Burhinidae
Charadriiformes
Gevogelte
Incubatie van 26-27 dagen
1-3 eieren
Ze voeden zich voornamelijk met insecten, maar jagen ook op kleine zoogdieren, kleine reptielen en zelfs kikkers.
ongeveer 15 jaar
De lange poten van de Kaapse Wulp helpen hem over de grond te bewegen die bedekt is met kruidachtige planten en struiken. Het is een vogel die liever loopt dan vliegt en in zeldzame gevallen lange vluchten maakt. Wanneer dit gebeurt, is hij meestal op zoek naar water.
Het heeft een korte, geelbruine snavel en een pijlvormige kop. Vrouwtjes en mannetjes lijken op elkaar; zelfs jongeren lijken op volwassenen, behalve dat ze grijze sproeten op de vleugels en andere delen van het lichaam hebben. De bruine en witte kleuren van het verenkleed dienen als camouflage.
Wanneer hij met gevaar wordt geconfronteerd, hurkt hij op de grond en blijft bewegingloos, onopgemerkt.
Hun grote gele ogen zijn aangepast aan hun schemergewoonten: overdag zien ze er kalm uit, terwijl ze bij het vallen van het licht actiever en luidruchtiger worden. Hoewel agressie geen dominante eigenschap is bij deze vogels, worden mannetjes agressief en territoriaal bij het beschermen van jonge exemplaren.
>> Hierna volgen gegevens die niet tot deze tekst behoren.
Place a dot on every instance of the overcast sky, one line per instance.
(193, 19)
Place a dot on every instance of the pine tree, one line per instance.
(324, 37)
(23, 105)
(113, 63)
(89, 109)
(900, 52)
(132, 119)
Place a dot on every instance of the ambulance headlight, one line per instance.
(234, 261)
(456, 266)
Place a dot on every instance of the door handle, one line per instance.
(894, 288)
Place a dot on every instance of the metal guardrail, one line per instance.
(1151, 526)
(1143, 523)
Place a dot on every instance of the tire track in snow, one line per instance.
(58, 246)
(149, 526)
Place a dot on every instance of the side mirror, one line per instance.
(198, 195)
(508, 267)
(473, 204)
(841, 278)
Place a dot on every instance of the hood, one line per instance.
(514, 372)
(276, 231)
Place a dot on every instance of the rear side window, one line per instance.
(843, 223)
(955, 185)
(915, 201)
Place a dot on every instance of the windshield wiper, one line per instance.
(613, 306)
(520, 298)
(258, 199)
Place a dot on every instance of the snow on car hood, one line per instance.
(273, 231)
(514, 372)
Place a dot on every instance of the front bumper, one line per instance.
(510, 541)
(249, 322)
Tijdens het voortplantingsseizoen vindt er een huwelijksprocessie plaats die bestaat uit verschillende bewegingen en bogen van het lichaam, samen met een botsing van snavels. Met droge takken en kleine steentjes bouwen ze nesten op de grond, waarin ze tussen de 1 en 3 eieren leggen. Het echtpaar broedt ze om de beurt uit, hoewel het de moeder is die meer uren aan deze taak besteedt. De kuikens vliegen na 7-8 weken.
Als ze de aanwezigheid van een roofdier detecteren, zal een van de volwassenen weggaan van het nest en doen alsof hij gewond is om de aandacht te trekken en het roofdier voor de gek te houden, en hem zo uit het nest te krijgen.